PU-H71 affects the HR and NHEJ repair pathway in human cancer cells. (A) HeLa-SQ5 cells were pretreated with 1 µMPU-H71 for 24 h, and irradiated with 4 Gy carbon ions. At indicated times after irradiation, cells were collected and total cellular proteins were immunoblotted with RAD51 and GAPDH antibodies. GAPDH was used as loading control. Numbers below the bands correspond to the fold changes normalized to non-drug treated and non-irradiated control cells. (B) HeLa-SQ5 cells pretreated with PU-H71 (1 µM) or DMSO were fixed at indicated times after 2 Gy carbon ion irradiation. Cells were incubated with anti-RAD51 and anti-Cyclin B, and the number of RAD51 foci per nucleus was counted in Cyclin-B stained cells. Data represent mean ± SEM of three independent experiments. * indicates p < 0.05. (C) To assess the effects of PU-H71 on DNA-PKcs activation we collected A549 cells and H1299 cells 2 h after 2 Gy carbon ion irradiation and total cellular proteins were immunoblotted with antibodies against phosphorylated DNA-PKcs (phospho S2056 and phospho T2609), EGFR, phosphorylated ERK, and GAPDH. GAPDH was used as loading control.

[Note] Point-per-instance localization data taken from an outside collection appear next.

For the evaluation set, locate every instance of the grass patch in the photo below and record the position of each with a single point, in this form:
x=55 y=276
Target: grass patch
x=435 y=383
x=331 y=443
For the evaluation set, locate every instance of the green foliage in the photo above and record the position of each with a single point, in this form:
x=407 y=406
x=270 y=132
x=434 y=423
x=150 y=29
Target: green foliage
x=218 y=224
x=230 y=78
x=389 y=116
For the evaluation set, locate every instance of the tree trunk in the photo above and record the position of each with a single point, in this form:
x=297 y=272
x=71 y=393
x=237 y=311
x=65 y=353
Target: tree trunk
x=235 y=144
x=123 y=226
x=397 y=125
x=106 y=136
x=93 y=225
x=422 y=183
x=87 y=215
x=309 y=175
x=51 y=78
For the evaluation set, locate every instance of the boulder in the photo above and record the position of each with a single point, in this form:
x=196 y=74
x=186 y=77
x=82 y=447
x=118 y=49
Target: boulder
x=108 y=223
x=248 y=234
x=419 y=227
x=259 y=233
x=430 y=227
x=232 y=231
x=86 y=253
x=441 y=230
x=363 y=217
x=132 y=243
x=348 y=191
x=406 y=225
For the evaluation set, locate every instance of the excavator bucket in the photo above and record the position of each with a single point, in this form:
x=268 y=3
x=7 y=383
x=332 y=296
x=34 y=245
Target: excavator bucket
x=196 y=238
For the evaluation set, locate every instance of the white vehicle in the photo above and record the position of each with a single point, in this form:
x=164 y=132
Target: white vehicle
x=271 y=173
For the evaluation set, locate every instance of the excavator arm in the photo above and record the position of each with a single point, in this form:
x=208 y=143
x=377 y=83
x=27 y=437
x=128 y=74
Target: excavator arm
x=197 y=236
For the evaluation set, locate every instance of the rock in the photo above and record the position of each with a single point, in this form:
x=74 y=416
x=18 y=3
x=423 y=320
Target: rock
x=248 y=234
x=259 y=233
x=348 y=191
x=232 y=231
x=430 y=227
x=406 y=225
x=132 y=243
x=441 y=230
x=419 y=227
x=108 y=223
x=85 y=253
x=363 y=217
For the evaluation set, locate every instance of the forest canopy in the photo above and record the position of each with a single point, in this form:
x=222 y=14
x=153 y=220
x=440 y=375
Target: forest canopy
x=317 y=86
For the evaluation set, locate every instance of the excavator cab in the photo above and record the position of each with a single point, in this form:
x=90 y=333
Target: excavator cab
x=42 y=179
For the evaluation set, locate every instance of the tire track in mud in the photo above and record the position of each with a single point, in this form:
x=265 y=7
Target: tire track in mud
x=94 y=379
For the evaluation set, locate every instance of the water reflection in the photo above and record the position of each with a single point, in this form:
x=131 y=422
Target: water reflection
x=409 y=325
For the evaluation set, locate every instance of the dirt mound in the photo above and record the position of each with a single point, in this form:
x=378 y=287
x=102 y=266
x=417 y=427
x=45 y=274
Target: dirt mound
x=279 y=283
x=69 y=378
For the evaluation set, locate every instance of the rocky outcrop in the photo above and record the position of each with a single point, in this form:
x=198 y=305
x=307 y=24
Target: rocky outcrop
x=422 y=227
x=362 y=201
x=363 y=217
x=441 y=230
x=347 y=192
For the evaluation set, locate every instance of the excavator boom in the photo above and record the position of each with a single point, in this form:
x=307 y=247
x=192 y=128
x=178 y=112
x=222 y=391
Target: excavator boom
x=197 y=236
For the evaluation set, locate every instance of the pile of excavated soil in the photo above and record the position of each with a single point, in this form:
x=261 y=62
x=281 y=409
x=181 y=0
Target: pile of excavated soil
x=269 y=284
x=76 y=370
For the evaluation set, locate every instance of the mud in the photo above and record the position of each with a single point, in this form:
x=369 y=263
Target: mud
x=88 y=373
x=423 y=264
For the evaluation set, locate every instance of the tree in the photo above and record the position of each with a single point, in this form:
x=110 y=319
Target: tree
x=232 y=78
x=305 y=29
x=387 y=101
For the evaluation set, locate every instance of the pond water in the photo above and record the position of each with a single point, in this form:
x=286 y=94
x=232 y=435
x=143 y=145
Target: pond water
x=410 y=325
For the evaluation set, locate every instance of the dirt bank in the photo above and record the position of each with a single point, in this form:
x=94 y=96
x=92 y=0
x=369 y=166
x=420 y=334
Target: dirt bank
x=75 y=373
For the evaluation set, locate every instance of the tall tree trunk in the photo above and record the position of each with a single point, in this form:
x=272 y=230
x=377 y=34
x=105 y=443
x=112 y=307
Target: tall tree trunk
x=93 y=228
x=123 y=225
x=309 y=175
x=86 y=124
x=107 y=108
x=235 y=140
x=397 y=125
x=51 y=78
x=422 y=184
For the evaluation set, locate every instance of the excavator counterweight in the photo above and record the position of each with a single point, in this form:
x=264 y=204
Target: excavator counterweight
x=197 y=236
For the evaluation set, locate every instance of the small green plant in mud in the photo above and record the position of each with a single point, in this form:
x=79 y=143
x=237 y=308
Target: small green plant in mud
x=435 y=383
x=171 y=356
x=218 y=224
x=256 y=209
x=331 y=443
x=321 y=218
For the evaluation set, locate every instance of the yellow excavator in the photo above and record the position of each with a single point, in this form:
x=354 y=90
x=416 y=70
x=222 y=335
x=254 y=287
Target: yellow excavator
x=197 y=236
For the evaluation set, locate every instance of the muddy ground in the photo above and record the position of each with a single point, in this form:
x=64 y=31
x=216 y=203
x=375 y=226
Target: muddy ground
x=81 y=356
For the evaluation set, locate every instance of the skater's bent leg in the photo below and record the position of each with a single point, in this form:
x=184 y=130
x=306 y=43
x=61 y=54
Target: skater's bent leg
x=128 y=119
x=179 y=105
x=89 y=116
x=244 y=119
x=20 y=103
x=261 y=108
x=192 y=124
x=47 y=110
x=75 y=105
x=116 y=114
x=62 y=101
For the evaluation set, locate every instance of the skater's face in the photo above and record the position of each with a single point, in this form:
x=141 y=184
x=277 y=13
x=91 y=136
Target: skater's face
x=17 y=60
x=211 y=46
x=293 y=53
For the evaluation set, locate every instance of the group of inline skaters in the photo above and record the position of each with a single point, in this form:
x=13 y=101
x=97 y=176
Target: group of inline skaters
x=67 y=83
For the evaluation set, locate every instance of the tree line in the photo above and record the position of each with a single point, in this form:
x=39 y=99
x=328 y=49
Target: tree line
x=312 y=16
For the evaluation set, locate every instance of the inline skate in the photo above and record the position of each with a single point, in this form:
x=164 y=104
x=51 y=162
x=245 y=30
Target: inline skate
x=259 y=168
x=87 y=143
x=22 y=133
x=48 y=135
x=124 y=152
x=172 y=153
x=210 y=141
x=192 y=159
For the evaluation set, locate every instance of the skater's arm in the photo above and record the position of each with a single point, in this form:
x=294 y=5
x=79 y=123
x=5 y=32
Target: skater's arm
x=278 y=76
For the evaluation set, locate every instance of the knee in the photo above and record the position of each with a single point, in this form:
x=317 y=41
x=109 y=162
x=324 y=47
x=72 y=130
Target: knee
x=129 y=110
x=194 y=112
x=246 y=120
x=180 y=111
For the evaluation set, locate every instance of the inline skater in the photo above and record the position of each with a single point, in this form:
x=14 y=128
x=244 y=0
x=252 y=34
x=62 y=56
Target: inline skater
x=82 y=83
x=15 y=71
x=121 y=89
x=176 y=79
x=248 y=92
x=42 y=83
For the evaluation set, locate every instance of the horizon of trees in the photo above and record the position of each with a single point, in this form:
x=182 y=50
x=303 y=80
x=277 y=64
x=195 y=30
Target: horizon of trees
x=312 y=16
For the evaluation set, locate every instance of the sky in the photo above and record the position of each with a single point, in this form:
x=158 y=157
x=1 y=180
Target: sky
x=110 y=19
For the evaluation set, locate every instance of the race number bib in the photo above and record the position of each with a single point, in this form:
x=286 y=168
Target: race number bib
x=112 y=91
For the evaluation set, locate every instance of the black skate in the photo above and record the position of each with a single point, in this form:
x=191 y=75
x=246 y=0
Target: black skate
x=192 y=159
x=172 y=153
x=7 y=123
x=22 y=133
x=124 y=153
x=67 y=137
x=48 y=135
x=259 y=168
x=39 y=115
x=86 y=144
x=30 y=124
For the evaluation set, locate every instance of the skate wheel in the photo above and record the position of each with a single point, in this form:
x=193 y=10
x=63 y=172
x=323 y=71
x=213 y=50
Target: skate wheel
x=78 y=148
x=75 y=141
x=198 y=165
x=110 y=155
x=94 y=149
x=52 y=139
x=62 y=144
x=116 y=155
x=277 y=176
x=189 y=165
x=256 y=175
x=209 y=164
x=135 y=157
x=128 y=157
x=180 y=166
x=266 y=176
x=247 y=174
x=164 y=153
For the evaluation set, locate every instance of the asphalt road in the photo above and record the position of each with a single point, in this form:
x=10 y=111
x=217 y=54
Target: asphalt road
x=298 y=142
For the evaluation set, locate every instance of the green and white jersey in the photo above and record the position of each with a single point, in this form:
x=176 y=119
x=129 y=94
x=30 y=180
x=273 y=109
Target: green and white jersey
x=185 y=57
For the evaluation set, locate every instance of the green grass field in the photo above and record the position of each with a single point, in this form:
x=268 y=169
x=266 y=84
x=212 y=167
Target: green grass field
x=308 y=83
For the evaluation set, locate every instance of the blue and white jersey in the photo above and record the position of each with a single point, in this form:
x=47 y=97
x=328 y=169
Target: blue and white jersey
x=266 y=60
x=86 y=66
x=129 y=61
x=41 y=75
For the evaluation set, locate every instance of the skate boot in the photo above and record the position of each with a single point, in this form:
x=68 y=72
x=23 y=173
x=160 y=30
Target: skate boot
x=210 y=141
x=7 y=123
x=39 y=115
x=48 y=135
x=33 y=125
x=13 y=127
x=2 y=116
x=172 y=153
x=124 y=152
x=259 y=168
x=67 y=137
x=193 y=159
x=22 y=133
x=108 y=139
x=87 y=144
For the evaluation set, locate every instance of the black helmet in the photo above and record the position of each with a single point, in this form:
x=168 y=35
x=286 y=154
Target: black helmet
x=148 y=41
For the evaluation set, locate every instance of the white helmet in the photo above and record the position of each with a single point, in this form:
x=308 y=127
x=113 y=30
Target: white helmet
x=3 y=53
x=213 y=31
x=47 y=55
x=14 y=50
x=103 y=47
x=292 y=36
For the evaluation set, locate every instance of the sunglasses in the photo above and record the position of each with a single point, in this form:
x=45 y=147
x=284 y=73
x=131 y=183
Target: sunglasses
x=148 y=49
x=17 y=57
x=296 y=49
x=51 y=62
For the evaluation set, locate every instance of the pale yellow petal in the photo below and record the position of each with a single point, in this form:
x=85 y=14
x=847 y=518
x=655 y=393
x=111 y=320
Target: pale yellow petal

We next tested whether PU-H71 affects the expression of Ku70 or Ku80, two proteins with key early roles in NHEJ, binding DNA ends at DSBs. As shown in Supplementary Fig. 5, neither Ku70 nor Ku80 protein levels were affected by PU-H71 treatment in three cancer cell lines. At a later stage in the NHEJ pathway, the DNA-PK catalytic subunit (DNA-PKcs) is phosphorylated on several residues including S2056 and T2609; these phosphorylation events are important for proper DNA-PKcs activation and efficient completion of NHEJ [2325]. Interestingly, PU-H71 treatment inhibited DNA-PKcs S2056 and T2609 phosphorylation in both H1299 and A549 cancer cells (Fig. 3C), indicating that PU-H71 inhibits DNA-PKcs activation in response to carbon irradiation. We also monitored levels of EGFR, and phospho-ERK1/2 because these proteins are known to affect the activity of RAD51 and DNA-PKcs [2628]. As shown in Fig. 3C, PU-H71 decreased expression of both EGFR and phospho-ERK1/2, thus these changes may underlie the reduced RAD51 expression and reduced DNA-PKcs activation. Together, the results demonstrate that PU-H71 treatment disrupts DSB repair by both NHEJ and HR repair pathways in carbon ion irradiated cancer cells, accounting for the marked sensitization by PU-H71 of cancer cells to heavy ion radiation.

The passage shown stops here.